Hi!
I am looking to build a workflow with:
1. If the 'Speed' column has 4 consecutive 0's and the difference between the first 0 and last 0 is at least 3 minutes
a. then create a group containing records from the start index to the end index (before the first 0).
b. delete those rows that have speed = 0 above, and point the new start index to the next row after this deletion
I have the following python code, but I am having trouble vectorizing it -- since the data is 1Million+ rows, it is taking too long to run.
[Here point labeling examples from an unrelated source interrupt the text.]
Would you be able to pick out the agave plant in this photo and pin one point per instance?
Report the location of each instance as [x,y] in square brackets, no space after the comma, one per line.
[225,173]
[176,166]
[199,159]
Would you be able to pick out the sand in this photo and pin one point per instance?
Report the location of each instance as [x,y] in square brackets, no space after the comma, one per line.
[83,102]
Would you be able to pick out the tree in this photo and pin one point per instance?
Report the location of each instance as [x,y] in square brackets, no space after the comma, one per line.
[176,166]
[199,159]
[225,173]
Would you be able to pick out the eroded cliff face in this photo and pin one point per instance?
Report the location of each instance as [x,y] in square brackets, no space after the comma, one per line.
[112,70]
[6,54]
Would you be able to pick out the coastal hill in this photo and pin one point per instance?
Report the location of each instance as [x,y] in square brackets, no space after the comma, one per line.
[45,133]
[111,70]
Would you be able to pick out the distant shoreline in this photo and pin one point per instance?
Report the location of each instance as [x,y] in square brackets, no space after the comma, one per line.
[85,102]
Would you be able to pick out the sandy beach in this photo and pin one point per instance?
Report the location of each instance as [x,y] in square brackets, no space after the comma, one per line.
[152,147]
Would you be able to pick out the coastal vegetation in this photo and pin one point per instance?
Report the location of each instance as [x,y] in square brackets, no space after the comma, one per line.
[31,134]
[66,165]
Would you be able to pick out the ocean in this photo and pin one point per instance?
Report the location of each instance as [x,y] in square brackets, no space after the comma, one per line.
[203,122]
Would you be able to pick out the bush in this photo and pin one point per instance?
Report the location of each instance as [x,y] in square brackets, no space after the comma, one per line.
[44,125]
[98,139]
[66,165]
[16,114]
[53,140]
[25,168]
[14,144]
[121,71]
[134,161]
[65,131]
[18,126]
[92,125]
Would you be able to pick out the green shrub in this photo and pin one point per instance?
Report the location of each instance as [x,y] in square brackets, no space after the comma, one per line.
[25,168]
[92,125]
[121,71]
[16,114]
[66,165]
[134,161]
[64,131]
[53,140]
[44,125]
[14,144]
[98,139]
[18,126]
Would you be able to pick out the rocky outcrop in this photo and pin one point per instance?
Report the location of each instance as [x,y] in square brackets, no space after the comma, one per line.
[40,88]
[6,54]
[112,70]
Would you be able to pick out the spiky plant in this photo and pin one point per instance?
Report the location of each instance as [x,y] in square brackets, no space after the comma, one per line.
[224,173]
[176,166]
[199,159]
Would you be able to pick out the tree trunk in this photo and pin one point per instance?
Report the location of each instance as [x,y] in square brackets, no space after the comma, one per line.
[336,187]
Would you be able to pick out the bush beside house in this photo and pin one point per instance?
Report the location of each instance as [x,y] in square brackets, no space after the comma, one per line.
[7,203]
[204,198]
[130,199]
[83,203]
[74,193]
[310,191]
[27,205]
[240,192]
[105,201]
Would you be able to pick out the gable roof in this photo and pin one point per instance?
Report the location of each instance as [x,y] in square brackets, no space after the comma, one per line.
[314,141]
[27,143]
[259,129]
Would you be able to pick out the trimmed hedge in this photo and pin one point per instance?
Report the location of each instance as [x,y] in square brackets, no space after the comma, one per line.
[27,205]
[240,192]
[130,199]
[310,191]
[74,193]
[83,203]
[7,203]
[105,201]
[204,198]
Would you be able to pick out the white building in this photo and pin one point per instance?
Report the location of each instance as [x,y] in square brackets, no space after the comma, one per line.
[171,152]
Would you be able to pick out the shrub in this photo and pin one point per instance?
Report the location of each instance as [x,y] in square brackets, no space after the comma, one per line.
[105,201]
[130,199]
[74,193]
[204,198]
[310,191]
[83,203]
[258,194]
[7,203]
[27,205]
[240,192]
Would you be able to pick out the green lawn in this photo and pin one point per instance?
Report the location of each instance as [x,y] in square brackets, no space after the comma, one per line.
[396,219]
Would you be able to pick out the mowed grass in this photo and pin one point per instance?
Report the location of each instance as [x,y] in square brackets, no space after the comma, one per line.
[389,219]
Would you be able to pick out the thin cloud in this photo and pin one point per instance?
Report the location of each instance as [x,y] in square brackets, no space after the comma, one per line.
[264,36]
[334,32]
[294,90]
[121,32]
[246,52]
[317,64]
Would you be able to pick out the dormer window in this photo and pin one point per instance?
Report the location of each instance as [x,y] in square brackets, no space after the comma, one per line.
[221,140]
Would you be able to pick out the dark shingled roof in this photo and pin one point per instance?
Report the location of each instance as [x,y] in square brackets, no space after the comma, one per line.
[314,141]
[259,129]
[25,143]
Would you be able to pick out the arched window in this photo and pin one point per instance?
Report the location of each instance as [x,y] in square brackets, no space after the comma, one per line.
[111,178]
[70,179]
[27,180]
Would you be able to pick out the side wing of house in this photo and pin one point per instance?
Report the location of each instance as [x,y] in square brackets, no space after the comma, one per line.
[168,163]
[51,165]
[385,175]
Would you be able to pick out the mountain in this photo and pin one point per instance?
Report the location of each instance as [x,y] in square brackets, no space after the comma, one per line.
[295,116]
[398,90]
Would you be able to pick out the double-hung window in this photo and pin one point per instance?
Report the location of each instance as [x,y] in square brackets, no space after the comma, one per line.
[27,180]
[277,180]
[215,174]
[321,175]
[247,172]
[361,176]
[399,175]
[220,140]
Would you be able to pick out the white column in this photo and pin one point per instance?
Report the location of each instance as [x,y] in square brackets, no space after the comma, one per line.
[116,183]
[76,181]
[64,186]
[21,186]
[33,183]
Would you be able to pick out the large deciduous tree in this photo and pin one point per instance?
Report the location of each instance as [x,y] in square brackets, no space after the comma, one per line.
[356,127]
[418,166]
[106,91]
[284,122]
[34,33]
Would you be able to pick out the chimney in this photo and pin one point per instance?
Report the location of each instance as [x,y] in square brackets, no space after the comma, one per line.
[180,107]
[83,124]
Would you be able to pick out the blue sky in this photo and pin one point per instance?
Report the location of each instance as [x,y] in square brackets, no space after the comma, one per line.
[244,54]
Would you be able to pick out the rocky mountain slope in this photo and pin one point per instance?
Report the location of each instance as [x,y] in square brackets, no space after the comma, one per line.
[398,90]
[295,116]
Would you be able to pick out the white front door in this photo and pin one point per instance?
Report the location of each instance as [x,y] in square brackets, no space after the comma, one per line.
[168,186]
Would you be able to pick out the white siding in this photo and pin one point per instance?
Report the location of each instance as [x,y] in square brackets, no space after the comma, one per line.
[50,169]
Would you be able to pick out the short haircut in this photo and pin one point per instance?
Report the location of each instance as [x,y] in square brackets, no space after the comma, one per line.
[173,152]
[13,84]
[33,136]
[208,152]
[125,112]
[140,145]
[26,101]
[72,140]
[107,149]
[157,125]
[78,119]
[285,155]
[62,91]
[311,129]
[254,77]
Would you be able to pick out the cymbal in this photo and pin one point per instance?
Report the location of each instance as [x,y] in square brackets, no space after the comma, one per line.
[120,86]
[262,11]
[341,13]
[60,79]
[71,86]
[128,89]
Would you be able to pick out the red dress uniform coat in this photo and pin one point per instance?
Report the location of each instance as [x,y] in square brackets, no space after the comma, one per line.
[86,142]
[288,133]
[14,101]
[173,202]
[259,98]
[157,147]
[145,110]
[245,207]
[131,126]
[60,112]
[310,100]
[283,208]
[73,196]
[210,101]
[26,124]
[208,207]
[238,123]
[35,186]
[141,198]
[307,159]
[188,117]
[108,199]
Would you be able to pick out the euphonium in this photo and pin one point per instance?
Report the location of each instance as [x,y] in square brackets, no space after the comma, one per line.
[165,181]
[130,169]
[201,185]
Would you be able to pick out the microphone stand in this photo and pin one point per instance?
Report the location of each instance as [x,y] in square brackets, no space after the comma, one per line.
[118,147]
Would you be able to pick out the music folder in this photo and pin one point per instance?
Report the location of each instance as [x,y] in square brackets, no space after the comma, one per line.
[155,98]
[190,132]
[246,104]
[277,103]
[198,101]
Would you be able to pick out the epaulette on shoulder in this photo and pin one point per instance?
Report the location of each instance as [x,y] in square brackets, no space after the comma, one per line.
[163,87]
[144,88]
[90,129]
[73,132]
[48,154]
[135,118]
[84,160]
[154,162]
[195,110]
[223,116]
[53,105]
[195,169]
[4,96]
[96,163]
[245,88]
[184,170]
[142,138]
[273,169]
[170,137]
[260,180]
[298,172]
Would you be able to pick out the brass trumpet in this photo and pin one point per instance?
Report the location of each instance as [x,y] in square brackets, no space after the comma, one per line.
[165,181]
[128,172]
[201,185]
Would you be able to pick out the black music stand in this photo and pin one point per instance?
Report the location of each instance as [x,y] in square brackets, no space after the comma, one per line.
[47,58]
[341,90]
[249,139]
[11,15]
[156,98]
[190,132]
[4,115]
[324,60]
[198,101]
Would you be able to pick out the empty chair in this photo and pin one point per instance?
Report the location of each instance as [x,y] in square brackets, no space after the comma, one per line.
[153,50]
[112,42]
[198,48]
I am wondering if there is a better way to do this; I tried this using the multi-row formula in alteryx but was having issues with that. I appreciate your help.
import tqdm
start_idx = 0
shift = 0
df['Group'] = np.nan
for idx in tqdm.tqdm(df.index):
if df['Group'][idx] == 0 and df['Group'][idx+1] == 0 and df['Group'][idx + 2] == 0:
if df['timediff'][idx] + df['timediff'][idx+1] + df['timediff'][idx+2] >= 3:
df['Group'][start_idx:idx-1] = shift
shift+=1
start_idx = idx + 3
df.drop([idx, idx +1, idx+2])
Sample dataset attached
Solved! Go to Solution.
@hamzam ,
did you manage to have a look?
Hi @ImadZidan ,
for some reason, alteryx did not email me a notification.
This is awesome! Great, clean logic. Looks like it does what we wanted it to.
Thank you!!